Efficient Tritium Extractor Design Enabled by High-Fidelity Simulation
Tritium is the essential fuel in D-T fusion reactions, which underpin both inertial confinement and magnetic confinement fusion concepts. Given the extremely limited natural supply, in-situ breeding is the only viable pathway to sustain commercial fusion power. Liquid blankets containing ⁶Li, such as molten salts FLiBe and FLiNaK, are particularly promising because they enable both tritium breeding and efficient thermal management. Molten fluoride salts are especially attractive as coolants due to their excellent thermal and neutronic properties, as well as their inherently low tritium solubility. While significant research has been devoted to breeding mechanisms, tritium extraction remains relatively understudied, which creates a critical bottleneck in the D-T fuel cycle.
In this talk, I will present two ongoing efforts to design efficient tritium extractor concepts, i.e., both permeator against vacuum (PAV) and gas-liquid contactor (GLC), using high-fidelity simulations.

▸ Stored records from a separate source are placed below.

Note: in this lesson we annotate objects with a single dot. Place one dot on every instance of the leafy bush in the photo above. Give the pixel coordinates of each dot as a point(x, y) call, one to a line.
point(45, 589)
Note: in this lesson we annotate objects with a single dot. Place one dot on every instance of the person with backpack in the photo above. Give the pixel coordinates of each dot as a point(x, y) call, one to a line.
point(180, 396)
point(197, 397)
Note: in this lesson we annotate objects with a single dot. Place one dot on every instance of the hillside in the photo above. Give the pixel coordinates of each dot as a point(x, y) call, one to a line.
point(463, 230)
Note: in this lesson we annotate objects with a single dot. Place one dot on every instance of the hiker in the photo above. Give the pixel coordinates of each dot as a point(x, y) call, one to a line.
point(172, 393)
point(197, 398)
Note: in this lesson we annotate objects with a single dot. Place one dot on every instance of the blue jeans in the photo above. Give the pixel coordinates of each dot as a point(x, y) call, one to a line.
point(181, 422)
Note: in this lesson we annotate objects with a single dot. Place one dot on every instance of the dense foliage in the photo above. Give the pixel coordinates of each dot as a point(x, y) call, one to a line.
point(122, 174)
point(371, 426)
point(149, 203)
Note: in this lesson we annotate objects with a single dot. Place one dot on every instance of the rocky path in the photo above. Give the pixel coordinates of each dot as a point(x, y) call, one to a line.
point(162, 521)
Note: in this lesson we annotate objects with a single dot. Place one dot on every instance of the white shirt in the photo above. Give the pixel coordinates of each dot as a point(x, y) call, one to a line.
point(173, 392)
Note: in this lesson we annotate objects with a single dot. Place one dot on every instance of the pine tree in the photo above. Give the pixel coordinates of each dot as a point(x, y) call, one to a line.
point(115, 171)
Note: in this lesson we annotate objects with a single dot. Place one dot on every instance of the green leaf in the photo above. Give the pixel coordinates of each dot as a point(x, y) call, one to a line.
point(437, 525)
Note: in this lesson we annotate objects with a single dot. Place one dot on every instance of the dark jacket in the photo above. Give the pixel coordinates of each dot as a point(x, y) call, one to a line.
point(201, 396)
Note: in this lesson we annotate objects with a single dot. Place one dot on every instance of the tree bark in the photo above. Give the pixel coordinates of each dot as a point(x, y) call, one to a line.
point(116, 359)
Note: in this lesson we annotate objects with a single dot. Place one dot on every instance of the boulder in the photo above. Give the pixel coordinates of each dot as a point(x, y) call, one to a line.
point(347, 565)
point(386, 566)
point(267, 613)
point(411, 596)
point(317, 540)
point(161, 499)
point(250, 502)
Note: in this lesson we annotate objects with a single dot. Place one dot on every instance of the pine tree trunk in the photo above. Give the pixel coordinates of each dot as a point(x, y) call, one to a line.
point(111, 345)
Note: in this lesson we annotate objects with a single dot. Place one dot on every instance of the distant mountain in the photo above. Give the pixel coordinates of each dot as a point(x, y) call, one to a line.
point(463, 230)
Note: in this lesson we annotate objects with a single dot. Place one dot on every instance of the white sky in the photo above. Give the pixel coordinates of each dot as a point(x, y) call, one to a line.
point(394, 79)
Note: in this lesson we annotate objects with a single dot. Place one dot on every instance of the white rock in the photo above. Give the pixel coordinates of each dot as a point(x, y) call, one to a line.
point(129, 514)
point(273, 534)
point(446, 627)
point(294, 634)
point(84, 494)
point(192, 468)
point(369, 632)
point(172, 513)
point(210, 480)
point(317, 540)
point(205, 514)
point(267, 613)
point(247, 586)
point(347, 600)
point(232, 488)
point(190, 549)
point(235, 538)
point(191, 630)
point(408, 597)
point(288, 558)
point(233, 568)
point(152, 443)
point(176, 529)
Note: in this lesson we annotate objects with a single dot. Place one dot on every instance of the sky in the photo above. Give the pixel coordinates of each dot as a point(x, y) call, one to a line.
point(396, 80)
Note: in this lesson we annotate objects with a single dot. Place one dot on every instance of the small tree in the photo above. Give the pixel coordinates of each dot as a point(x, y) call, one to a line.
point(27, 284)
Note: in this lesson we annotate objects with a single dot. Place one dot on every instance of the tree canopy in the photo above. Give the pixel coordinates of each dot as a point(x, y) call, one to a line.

I will demonstrate that advanced extractor design requires resolving a coupled multidimensional, multiphase transport problem. High-fidelity modeling provides detailed insights into local transport phenomena that are otherwise difficult to probe experimentally. With the added transport physics incorporated into existing CFD tools, we are well-positioned to perform refined parametric studies and optimize extractor geometries to advance tritium management strategies for fusion systems.
Guanyu Su is an Assistant Professor in the Department of Nuclear Engineering at the University of California, Berkeley. He earned his M.S. and Ph.D. in Nuclear Science and Engineering from MIT. At Berkeley, Dr. Su’s research focuses on addressing critical scientific and engineering challenges in nuclear thermal-hydraulics and clean energy systems. His interests span four main areas: (1) heat and mass transfer in high-temperature molten salt technologies, (2) advanced diagnostic tool development for fission and fusion systems, (3) high-temperature thermal storage for advanced energy systems, and (4) applications of machine learning in nuclear reactor simulation, experimentation, and maintenance. He also serves as the faculty lead for the Master of Engineering program in the Nuclear Engineering Department.